İmam Eş’arî bundan sonra vahyi akılla açıklayıp kuvvetlendirmeyi esas alan yeni kelâm metodunu benimsedi. Artık ehl-i sünnet mezhebinin savunucusu oldu. İmam Maturidi ile aynı devirde yaşayan Eş‘ari, inanç konularında onunla aynı görüşleri paylaşır. Aralarında ayrıntı üzerinde bazı farklar vardır. Meselâ; Maturidi, kalbdeki imanın bir bütün olduğunu, artıp eksilmeyeceğini söylerken, Eş’ari; imanın artıp eksilebileceğini ileri sürmüştür.
Maliki ve Şafiiler itikadda Eş’ari mezhebini benimsemişlerdir. Hanbelilere göre, fıkıh ve itikad mezhebi birdir. Onlar, Ahmed b. Hanbel’in mezhebinden ayrı bir itikad mezhebine bağlanmamışlardır.

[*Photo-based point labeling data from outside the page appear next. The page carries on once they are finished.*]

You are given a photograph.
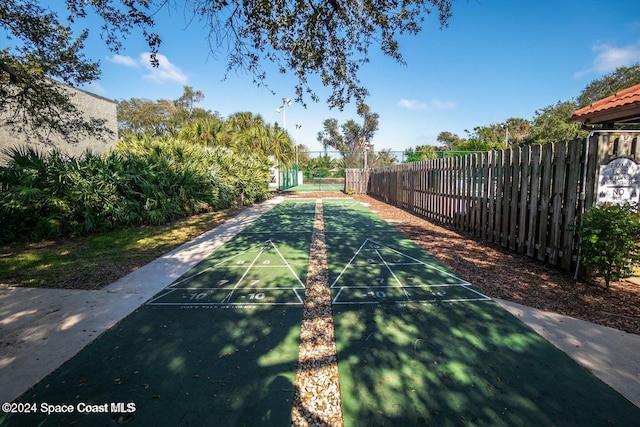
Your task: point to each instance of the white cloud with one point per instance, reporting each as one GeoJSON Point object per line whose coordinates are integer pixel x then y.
{"type": "Point", "coordinates": [609, 58]}
{"type": "Point", "coordinates": [164, 72]}
{"type": "Point", "coordinates": [434, 104]}
{"type": "Point", "coordinates": [124, 60]}
{"type": "Point", "coordinates": [94, 87]}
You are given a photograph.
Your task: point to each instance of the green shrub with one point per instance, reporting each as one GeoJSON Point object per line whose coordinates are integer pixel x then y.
{"type": "Point", "coordinates": [143, 181]}
{"type": "Point", "coordinates": [609, 240]}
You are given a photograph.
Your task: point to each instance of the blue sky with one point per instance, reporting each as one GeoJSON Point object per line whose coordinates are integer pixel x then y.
{"type": "Point", "coordinates": [496, 60]}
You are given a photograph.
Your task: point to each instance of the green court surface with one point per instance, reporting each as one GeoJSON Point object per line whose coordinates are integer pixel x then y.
{"type": "Point", "coordinates": [419, 346]}
{"type": "Point", "coordinates": [317, 186]}
{"type": "Point", "coordinates": [219, 346]}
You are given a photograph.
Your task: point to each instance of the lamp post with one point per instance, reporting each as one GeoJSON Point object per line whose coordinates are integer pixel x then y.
{"type": "Point", "coordinates": [506, 136]}
{"type": "Point", "coordinates": [283, 108]}
{"type": "Point", "coordinates": [296, 136]}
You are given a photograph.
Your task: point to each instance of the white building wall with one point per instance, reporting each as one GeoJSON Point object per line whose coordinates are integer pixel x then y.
{"type": "Point", "coordinates": [92, 105]}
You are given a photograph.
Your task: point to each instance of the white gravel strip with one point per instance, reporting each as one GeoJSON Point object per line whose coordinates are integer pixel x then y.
{"type": "Point", "coordinates": [316, 401]}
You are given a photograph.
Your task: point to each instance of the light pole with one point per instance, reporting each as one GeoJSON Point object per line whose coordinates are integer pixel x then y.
{"type": "Point", "coordinates": [297, 127]}
{"type": "Point", "coordinates": [283, 108]}
{"type": "Point", "coordinates": [506, 136]}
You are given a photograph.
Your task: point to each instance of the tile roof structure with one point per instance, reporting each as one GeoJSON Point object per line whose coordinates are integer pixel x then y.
{"type": "Point", "coordinates": [622, 107]}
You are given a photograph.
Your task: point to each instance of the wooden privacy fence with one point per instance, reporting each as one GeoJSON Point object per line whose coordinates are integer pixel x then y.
{"type": "Point", "coordinates": [526, 198]}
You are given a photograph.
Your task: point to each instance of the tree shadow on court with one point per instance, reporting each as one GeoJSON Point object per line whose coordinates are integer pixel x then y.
{"type": "Point", "coordinates": [181, 366]}
{"type": "Point", "coordinates": [190, 358]}
{"type": "Point", "coordinates": [445, 363]}
{"type": "Point", "coordinates": [465, 363]}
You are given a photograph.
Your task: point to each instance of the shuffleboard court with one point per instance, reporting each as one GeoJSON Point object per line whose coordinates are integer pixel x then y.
{"type": "Point", "coordinates": [419, 346]}
{"type": "Point", "coordinates": [218, 346]}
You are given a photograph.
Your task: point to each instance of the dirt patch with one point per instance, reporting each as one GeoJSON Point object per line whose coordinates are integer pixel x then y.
{"type": "Point", "coordinates": [502, 274]}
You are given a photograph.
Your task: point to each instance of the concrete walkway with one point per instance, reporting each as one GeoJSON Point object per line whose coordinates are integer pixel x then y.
{"type": "Point", "coordinates": [42, 328]}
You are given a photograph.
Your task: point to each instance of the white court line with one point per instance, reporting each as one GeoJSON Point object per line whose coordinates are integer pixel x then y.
{"type": "Point", "coordinates": [349, 263]}
{"type": "Point", "coordinates": [225, 301]}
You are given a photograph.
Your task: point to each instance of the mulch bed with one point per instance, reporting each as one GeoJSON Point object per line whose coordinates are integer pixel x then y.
{"type": "Point", "coordinates": [502, 274]}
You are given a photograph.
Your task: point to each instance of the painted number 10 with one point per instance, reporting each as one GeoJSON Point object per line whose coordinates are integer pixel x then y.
{"type": "Point", "coordinates": [259, 295]}
{"type": "Point", "coordinates": [377, 294]}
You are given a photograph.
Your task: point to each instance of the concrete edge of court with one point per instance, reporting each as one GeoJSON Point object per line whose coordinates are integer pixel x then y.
{"type": "Point", "coordinates": [610, 354]}
{"type": "Point", "coordinates": [40, 329]}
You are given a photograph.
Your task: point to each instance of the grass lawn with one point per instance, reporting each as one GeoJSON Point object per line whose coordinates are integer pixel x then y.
{"type": "Point", "coordinates": [94, 261]}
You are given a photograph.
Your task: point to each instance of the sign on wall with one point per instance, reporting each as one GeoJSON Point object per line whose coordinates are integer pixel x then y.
{"type": "Point", "coordinates": [619, 182]}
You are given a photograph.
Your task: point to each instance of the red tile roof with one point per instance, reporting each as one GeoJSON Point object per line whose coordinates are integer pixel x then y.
{"type": "Point", "coordinates": [621, 106]}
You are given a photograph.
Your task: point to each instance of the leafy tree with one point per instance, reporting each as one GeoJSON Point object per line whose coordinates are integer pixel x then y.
{"type": "Point", "coordinates": [329, 40]}
{"type": "Point", "coordinates": [519, 130]}
{"type": "Point", "coordinates": [609, 84]}
{"type": "Point", "coordinates": [145, 117]}
{"type": "Point", "coordinates": [484, 138]}
{"type": "Point", "coordinates": [352, 136]}
{"type": "Point", "coordinates": [551, 124]}
{"type": "Point", "coordinates": [610, 240]}
{"type": "Point", "coordinates": [161, 117]}
{"type": "Point", "coordinates": [353, 139]}
{"type": "Point", "coordinates": [421, 152]}
{"type": "Point", "coordinates": [449, 140]}
{"type": "Point", "coordinates": [382, 158]}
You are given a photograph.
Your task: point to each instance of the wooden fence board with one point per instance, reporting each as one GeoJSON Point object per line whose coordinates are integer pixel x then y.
{"type": "Point", "coordinates": [527, 199]}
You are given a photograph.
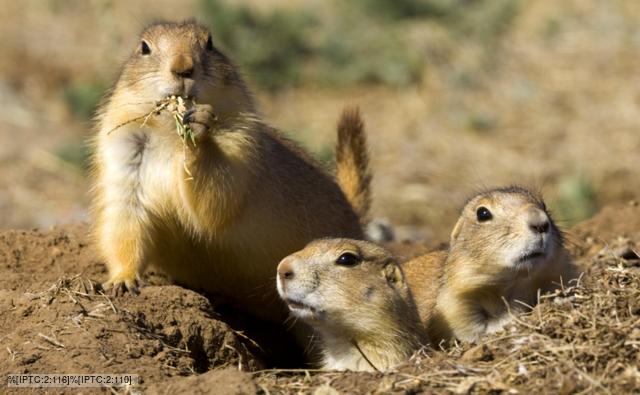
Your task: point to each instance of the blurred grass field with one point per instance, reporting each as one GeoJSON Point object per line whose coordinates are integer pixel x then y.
{"type": "Point", "coordinates": [458, 95]}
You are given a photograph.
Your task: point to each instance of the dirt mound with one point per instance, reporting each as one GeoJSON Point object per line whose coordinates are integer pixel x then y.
{"type": "Point", "coordinates": [584, 338]}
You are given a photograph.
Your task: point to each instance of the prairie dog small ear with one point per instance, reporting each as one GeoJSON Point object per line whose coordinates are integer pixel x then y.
{"type": "Point", "coordinates": [456, 230]}
{"type": "Point", "coordinates": [393, 274]}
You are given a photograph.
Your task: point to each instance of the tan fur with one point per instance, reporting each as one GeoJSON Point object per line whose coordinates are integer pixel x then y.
{"type": "Point", "coordinates": [352, 162]}
{"type": "Point", "coordinates": [254, 198]}
{"type": "Point", "coordinates": [479, 271]}
{"type": "Point", "coordinates": [366, 305]}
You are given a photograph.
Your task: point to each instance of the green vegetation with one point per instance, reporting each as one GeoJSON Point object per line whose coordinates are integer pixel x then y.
{"type": "Point", "coordinates": [576, 201]}
{"type": "Point", "coordinates": [272, 48]}
{"type": "Point", "coordinates": [77, 154]}
{"type": "Point", "coordinates": [363, 42]}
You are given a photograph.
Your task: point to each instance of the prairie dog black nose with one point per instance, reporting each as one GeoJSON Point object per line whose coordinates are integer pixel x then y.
{"type": "Point", "coordinates": [538, 221]}
{"type": "Point", "coordinates": [285, 269]}
{"type": "Point", "coordinates": [182, 66]}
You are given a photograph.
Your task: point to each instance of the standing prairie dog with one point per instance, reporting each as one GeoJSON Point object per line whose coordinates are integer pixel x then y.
{"type": "Point", "coordinates": [355, 295]}
{"type": "Point", "coordinates": [504, 248]}
{"type": "Point", "coordinates": [219, 215]}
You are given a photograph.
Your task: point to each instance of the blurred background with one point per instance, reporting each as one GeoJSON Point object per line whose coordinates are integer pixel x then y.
{"type": "Point", "coordinates": [458, 95]}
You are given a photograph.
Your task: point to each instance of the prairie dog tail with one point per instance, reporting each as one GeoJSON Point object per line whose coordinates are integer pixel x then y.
{"type": "Point", "coordinates": [352, 162]}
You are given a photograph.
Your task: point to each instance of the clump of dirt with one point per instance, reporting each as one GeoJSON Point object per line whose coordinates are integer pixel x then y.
{"type": "Point", "coordinates": [583, 338]}
{"type": "Point", "coordinates": [54, 319]}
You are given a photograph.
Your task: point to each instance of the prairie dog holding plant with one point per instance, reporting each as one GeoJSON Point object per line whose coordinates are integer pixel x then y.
{"type": "Point", "coordinates": [354, 294]}
{"type": "Point", "coordinates": [504, 248]}
{"type": "Point", "coordinates": [217, 215]}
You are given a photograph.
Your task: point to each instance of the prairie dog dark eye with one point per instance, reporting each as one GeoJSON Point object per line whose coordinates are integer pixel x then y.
{"type": "Point", "coordinates": [348, 259]}
{"type": "Point", "coordinates": [483, 214]}
{"type": "Point", "coordinates": [209, 45]}
{"type": "Point", "coordinates": [144, 48]}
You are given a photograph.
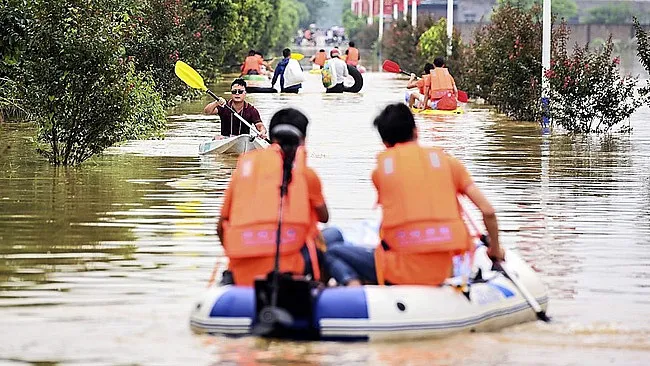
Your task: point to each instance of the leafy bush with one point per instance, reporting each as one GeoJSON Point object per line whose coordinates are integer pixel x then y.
{"type": "Point", "coordinates": [83, 98]}
{"type": "Point", "coordinates": [401, 43]}
{"type": "Point", "coordinates": [504, 62]}
{"type": "Point", "coordinates": [587, 93]}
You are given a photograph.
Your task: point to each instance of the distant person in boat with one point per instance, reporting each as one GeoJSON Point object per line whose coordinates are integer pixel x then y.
{"type": "Point", "coordinates": [352, 55]}
{"type": "Point", "coordinates": [339, 71]}
{"type": "Point", "coordinates": [442, 93]}
{"type": "Point", "coordinates": [266, 66]}
{"type": "Point", "coordinates": [319, 58]}
{"type": "Point", "coordinates": [253, 64]}
{"type": "Point", "coordinates": [422, 228]}
{"type": "Point", "coordinates": [289, 72]}
{"type": "Point", "coordinates": [231, 125]}
{"type": "Point", "coordinates": [416, 98]}
{"type": "Point", "coordinates": [249, 215]}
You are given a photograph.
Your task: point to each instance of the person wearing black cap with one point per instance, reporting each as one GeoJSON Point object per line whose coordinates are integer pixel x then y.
{"type": "Point", "coordinates": [339, 71]}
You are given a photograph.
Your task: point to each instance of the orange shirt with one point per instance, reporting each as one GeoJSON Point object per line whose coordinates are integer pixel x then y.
{"type": "Point", "coordinates": [406, 264]}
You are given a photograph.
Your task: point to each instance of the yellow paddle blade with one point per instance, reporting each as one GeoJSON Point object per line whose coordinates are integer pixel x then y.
{"type": "Point", "coordinates": [186, 73]}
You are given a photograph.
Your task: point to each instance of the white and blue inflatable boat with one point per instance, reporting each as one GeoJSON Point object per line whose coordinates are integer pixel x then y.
{"type": "Point", "coordinates": [489, 303]}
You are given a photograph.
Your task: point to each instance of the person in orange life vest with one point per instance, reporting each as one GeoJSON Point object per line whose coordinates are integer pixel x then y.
{"type": "Point", "coordinates": [441, 93]}
{"type": "Point", "coordinates": [418, 96]}
{"type": "Point", "coordinates": [249, 215]}
{"type": "Point", "coordinates": [231, 125]}
{"type": "Point", "coordinates": [252, 64]}
{"type": "Point", "coordinates": [422, 228]}
{"type": "Point", "coordinates": [266, 67]}
{"type": "Point", "coordinates": [352, 55]}
{"type": "Point", "coordinates": [319, 58]}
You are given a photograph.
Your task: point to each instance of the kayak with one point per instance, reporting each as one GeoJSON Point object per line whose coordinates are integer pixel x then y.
{"type": "Point", "coordinates": [258, 84]}
{"type": "Point", "coordinates": [232, 145]}
{"type": "Point", "coordinates": [434, 112]}
{"type": "Point", "coordinates": [490, 302]}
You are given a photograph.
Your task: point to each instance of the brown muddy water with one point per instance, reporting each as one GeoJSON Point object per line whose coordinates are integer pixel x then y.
{"type": "Point", "coordinates": [101, 264]}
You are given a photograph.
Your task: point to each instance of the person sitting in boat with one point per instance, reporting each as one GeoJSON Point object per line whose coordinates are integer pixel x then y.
{"type": "Point", "coordinates": [416, 98]}
{"type": "Point", "coordinates": [266, 66]}
{"type": "Point", "coordinates": [442, 93]}
{"type": "Point", "coordinates": [289, 72]}
{"type": "Point", "coordinates": [249, 215]}
{"type": "Point", "coordinates": [319, 58]}
{"type": "Point", "coordinates": [338, 70]}
{"type": "Point", "coordinates": [352, 56]}
{"type": "Point", "coordinates": [231, 125]}
{"type": "Point", "coordinates": [422, 228]}
{"type": "Point", "coordinates": [253, 64]}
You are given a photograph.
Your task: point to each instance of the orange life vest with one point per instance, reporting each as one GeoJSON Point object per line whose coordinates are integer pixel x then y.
{"type": "Point", "coordinates": [442, 83]}
{"type": "Point", "coordinates": [251, 229]}
{"type": "Point", "coordinates": [423, 82]}
{"type": "Point", "coordinates": [422, 227]}
{"type": "Point", "coordinates": [251, 63]}
{"type": "Point", "coordinates": [320, 58]}
{"type": "Point", "coordinates": [353, 56]}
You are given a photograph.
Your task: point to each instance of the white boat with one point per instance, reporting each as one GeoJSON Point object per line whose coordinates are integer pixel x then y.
{"type": "Point", "coordinates": [491, 302]}
{"type": "Point", "coordinates": [232, 145]}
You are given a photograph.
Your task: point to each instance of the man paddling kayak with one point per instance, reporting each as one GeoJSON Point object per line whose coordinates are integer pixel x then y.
{"type": "Point", "coordinates": [422, 227]}
{"type": "Point", "coordinates": [441, 93]}
{"type": "Point", "coordinates": [231, 125]}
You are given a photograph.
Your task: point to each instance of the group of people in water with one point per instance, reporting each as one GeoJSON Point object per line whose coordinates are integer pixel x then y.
{"type": "Point", "coordinates": [418, 187]}
{"type": "Point", "coordinates": [436, 89]}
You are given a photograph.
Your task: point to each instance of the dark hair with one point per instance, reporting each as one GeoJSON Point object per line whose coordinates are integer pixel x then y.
{"type": "Point", "coordinates": [238, 81]}
{"type": "Point", "coordinates": [291, 117]}
{"type": "Point", "coordinates": [395, 124]}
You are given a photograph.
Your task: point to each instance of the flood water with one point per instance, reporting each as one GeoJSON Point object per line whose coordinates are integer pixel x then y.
{"type": "Point", "coordinates": [101, 264]}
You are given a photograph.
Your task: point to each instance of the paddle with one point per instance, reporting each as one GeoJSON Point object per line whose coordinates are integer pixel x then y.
{"type": "Point", "coordinates": [503, 267]}
{"type": "Point", "coordinates": [392, 66]}
{"type": "Point", "coordinates": [192, 78]}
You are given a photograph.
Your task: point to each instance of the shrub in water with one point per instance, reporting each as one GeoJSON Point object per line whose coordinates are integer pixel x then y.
{"type": "Point", "coordinates": [83, 94]}
{"type": "Point", "coordinates": [587, 93]}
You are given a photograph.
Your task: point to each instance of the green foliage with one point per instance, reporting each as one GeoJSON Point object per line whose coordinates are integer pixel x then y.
{"type": "Point", "coordinates": [314, 9]}
{"type": "Point", "coordinates": [587, 92]}
{"type": "Point", "coordinates": [401, 44]}
{"type": "Point", "coordinates": [83, 98]}
{"type": "Point", "coordinates": [503, 63]}
{"type": "Point", "coordinates": [619, 13]}
{"type": "Point", "coordinates": [566, 9]}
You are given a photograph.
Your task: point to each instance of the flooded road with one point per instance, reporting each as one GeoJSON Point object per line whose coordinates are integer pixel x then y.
{"type": "Point", "coordinates": [100, 264]}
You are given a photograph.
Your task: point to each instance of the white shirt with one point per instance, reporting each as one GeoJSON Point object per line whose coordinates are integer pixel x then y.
{"type": "Point", "coordinates": [339, 70]}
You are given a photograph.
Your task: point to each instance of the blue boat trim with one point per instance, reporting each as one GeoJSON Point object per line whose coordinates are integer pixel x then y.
{"type": "Point", "coordinates": [356, 328]}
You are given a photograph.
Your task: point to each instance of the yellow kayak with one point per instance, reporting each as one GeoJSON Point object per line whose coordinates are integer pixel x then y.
{"type": "Point", "coordinates": [434, 112]}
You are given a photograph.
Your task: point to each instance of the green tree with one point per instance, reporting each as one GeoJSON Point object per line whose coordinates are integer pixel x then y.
{"type": "Point", "coordinates": [566, 9]}
{"type": "Point", "coordinates": [82, 92]}
{"type": "Point", "coordinates": [315, 8]}
{"type": "Point", "coordinates": [619, 13]}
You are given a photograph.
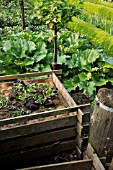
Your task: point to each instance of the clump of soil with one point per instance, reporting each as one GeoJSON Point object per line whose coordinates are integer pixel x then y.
{"type": "Point", "coordinates": [79, 97]}
{"type": "Point", "coordinates": [25, 98]}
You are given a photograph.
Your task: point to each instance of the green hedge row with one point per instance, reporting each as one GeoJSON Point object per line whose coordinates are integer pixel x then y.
{"type": "Point", "coordinates": [97, 21]}
{"type": "Point", "coordinates": [108, 4]}
{"type": "Point", "coordinates": [98, 9]}
{"type": "Point", "coordinates": [95, 35]}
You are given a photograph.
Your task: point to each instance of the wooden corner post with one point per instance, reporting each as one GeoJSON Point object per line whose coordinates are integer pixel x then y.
{"type": "Point", "coordinates": [101, 131]}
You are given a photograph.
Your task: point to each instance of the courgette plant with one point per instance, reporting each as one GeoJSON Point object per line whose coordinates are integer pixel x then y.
{"type": "Point", "coordinates": [55, 14]}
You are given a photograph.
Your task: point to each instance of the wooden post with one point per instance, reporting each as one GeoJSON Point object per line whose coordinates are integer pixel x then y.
{"type": "Point", "coordinates": [111, 165]}
{"type": "Point", "coordinates": [54, 64]}
{"type": "Point", "coordinates": [21, 2]}
{"type": "Point", "coordinates": [101, 131]}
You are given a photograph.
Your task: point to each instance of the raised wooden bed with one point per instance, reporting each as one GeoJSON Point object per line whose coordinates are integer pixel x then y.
{"type": "Point", "coordinates": [57, 131]}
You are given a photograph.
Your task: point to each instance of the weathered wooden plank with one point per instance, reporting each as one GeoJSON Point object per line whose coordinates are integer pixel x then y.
{"type": "Point", "coordinates": [82, 130]}
{"type": "Point", "coordinates": [38, 152]}
{"type": "Point", "coordinates": [82, 142]}
{"type": "Point", "coordinates": [83, 117]}
{"type": "Point", "coordinates": [111, 165]}
{"type": "Point", "coordinates": [97, 163]}
{"type": "Point", "coordinates": [78, 165]}
{"type": "Point", "coordinates": [37, 127]}
{"type": "Point", "coordinates": [25, 118]}
{"type": "Point", "coordinates": [63, 91]}
{"type": "Point", "coordinates": [79, 153]}
{"type": "Point", "coordinates": [32, 141]}
{"type": "Point", "coordinates": [16, 76]}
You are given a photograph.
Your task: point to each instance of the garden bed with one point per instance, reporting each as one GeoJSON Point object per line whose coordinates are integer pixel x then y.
{"type": "Point", "coordinates": [42, 133]}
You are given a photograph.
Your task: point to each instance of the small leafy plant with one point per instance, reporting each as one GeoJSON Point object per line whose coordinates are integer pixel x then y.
{"type": "Point", "coordinates": [25, 98]}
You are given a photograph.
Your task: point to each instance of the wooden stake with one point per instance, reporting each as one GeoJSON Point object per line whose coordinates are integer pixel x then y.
{"type": "Point", "coordinates": [22, 13]}
{"type": "Point", "coordinates": [101, 131]}
{"type": "Point", "coordinates": [54, 64]}
{"type": "Point", "coordinates": [111, 165]}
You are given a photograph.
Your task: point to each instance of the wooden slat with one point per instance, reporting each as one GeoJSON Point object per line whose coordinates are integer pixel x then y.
{"type": "Point", "coordinates": [97, 163]}
{"type": "Point", "coordinates": [25, 118]}
{"type": "Point", "coordinates": [37, 127]}
{"type": "Point", "coordinates": [82, 129]}
{"type": "Point", "coordinates": [73, 165]}
{"type": "Point", "coordinates": [82, 142]}
{"type": "Point", "coordinates": [111, 165]}
{"type": "Point", "coordinates": [63, 91]}
{"type": "Point", "coordinates": [83, 117]}
{"type": "Point", "coordinates": [16, 76]}
{"type": "Point", "coordinates": [39, 152]}
{"type": "Point", "coordinates": [31, 141]}
{"type": "Point", "coordinates": [79, 153]}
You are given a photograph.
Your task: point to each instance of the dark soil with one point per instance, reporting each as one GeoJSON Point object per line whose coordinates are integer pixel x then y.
{"type": "Point", "coordinates": [79, 98]}
{"type": "Point", "coordinates": [27, 104]}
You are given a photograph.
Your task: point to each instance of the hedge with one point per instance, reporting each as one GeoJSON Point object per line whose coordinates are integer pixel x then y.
{"type": "Point", "coordinates": [95, 35]}
{"type": "Point", "coordinates": [97, 21]}
{"type": "Point", "coordinates": [98, 9]}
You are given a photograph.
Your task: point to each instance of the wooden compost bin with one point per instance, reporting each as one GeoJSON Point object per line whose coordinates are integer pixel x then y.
{"type": "Point", "coordinates": [59, 130]}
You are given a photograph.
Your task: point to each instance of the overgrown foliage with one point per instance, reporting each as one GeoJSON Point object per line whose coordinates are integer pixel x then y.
{"type": "Point", "coordinates": [95, 35]}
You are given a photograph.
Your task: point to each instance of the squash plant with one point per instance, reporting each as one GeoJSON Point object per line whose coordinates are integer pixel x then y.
{"type": "Point", "coordinates": [55, 14]}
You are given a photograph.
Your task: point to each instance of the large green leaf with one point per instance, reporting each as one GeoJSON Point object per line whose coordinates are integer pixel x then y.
{"type": "Point", "coordinates": [93, 55]}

İmam Eş’ari’nin başlıca eserleri şunlardır:
1) Makâlâtu’l-İslâmiyyîn; Eş’arî, bu eserinde mezhepler hakkında bilgi verir, ölçülü tenkitler yapar, ehl-i kıbleyi dinsizlikle ithamdan kaçınır ve müsamahalı bir yol izler.
2) el-İbâne an Usûli’d-Diyâne; bu eserde, Allah’ın görülüp, görülememesi, kelâmullah, istivâ, Allah’ın sıfatları, ecel, rızık, hidayet ve dalâlet gibi kelâm problemleri kitap ve sünnet ehlinin görüşlerine göre açıklanmıştır.
3) er-Risâle fî İstihsani’l-Havz; Eş’arî, bu eserde; kendisine bid’atçı diyenlere karşı ayet ve hadislerle cevap vermiş, dinde akıl yürütmenin mübah olduğunu ortaya koymuştur.
4) el-Luma; Eş’arî’nin kelâma dair görüşlerini içine alan önemli bir eserdir.114
İmam Maturidi ve İmam Eş’arî kendi devirlerinde ortaya çıkan bozuk akide, felsefe ve bid’atların önüne geçmiş, ayrılık ve bölünmelere fırsat vermemişlerdir.